El símbolo de la
ciudad era el Stari Most (Puente Viejo), el puente otomano de un solo
arco que se elevaba más de 20m de altura sobe el río Neretva. Era
una auténtica maravilla arquitectónica, con una torre defensiva en cada
extremo. El original fue construido en 1567 por orden de Suleimán el Magnífico.
Durante más de 400 años el puente sobrevivió a todo tipo de conflictos, incluida
la II Guerra Mundial. Pero en 1993 el ejército croata lo destruyó durante su
enfrentamiento armado con los bosnios musulmanes. Lo que veíamos era una
réplica.
La Mezquita
Koski Mehmed Pasha. El interior era bonito con el mirhab adornado con
celdillas, vidrieras de colores, alfombras, atriles y un púlpitos con escaleras
rematado por un capitel triangular. Subimos los 86 peldaños de piedra de una
escalera caracol para llegar a la parte alta del minarete. Las vistas de
Mostar, los tejados rojos sobre el verdor, el rio de aguas esmeralda y el Puente
eran magníficas. Desde el jardín de la Mezquita también había buenos ángulos
para fotografiar la ciudad.
Cruzamos el puente y bajamos a la plataforma de madera para verlo mejor. El paisaje de la ribera del río Neretva estaba salpicado de casas asomadas al curso de aguas verdes. Dimos un paseo en una barca zodiac recorriendo ambos lados del puente y viendo sus diferentes perspectivas.

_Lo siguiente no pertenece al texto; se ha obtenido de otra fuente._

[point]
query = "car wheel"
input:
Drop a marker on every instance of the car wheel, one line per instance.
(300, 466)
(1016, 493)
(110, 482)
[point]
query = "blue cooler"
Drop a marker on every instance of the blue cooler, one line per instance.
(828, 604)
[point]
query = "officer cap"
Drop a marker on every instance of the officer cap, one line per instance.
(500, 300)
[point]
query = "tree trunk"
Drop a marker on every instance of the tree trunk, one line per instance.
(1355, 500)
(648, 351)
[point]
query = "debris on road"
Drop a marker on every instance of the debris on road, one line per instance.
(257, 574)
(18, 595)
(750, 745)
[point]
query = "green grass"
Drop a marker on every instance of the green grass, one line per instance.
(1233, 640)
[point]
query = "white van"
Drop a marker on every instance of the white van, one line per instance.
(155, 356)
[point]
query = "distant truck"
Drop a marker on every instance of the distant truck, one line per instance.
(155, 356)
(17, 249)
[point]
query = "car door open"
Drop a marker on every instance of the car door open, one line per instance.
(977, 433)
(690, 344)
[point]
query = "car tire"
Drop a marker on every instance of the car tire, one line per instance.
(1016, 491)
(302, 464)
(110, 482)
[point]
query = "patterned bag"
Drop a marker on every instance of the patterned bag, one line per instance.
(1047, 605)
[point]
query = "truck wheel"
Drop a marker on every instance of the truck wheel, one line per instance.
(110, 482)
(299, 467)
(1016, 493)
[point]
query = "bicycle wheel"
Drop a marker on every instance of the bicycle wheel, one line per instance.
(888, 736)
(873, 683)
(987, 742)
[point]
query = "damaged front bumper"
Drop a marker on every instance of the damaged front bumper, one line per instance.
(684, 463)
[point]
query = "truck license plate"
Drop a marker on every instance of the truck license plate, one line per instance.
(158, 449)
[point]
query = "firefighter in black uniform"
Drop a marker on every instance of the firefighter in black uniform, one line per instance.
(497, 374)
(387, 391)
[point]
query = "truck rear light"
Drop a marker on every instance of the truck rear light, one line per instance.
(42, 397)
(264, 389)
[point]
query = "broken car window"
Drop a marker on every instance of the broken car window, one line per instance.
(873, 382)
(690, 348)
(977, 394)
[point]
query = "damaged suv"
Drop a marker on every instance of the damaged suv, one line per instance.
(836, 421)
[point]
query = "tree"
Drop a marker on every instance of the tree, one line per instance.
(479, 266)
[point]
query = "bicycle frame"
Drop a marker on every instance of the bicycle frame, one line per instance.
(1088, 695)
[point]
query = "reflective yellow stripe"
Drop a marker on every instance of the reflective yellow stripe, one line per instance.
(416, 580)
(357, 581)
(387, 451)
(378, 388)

Vimos como se lanzaban en picado varios chicos bronceados. Primero despertaban la expectativa paseando por el borde exterior de la barandilla del puente, indiferentes a la altura y provocando exclamaciones de los espectadores. Luego pasaban la gorrita y cuando consideraban que era suficiente, se lanzaban en picado al vacío, una caída vertical impresionante hasta que se sumergían en las aguas verdes. Un espectáculo en un escenario histórico y precioso.
Visitamos la
Casa Museo Katjaz, de estilo otomano, la mejor conservada de Herzegovina y
declarada Patrimonio de la Humanidad. Tenía varias habitaciones decoradas
con coloridos kilims, divanes, cojines, teteras, utensilios de cocina, trajes
de época, paños de mesa bordados y todo tipo de detalles. Había hornacinas en
la pared con objetos como una plancha de hierro. Nos gustó el mobiliario de
madera: armarios, grandes baúles, mesas bajas redondas y hasta una cuna.
La planta superior presentaba la típica distribución turca con dormitorios separados para las mujeres, que tenían una gran sala de estar con ventanales y divanes, donde recibían a los invitados y se entretenían. Los hombres se alojaban en el lado sur de la casa, pero el cabeza de familia podía visitar cuando quisiera a sus numerosas esposas. La preferida tenía una habitación más grande y decorada con más lujo. Un ambiente muy oriental y una visita muy interesante.
Al pasar de la orilla oeste a la orilla este se atravesaba simbólicamente el antiguo cruce entre Oriente y Occidente. Allí estaba el Old Crooked Bridge, otro puente antiguo de piedra arqueado más pequeño. Muy coqueto y rodeado de vegetación verde.
La otra Casa
Museo otomana era la Bescovic, construida sobre altos pilares junto al río.
Los anexos de la casa estaban destrozados, pero la parte restaurada nos
encantó. El patio de entrada tenía plantas, flores y una fuente hecha con
varias teteras de bronce. En el porche de la casa había divanes con cojines
para sentarse y contemplar el jardín.
En el piso
superior había una sala circular para recibir invitados, con varios ventanales
arqueados, mesas hexagonales de madera labrada con los servicios de café y sus
cacitos de cobre. En otro espacio exhibían un telar y algún traje tradicional y
vimos los dormitorios con camas y una cuna.
Visitamos el Museo
de la Guerra y el Genocidio, del periodo 1992-1995, un tributo a la memoria de
los horrores que se cometieron, mostrado de diversas formas. Había ropa,
zapatos y objetos de la vida cotidiana de las víctimas bosnias, con carteles
explicativos de su historia. Impresionaba y emocionaba.
La Guerra de Bosnia dejó la ciudad arrasada y con la ayuda internacional se reconstruyó el casco antiguo. Cuando fuimos en 2023, todavía quedaban secuelas del conflicto y vimos algunos edificios con impactos de bala en la fachada y esqueletos de edificios, en los que la hierba crecía a través del hueco de las ventanas, como un símbolo de que la vida se abría paso. La ciudad de Mostar había renacido y su belleza era una afirmación de la vida.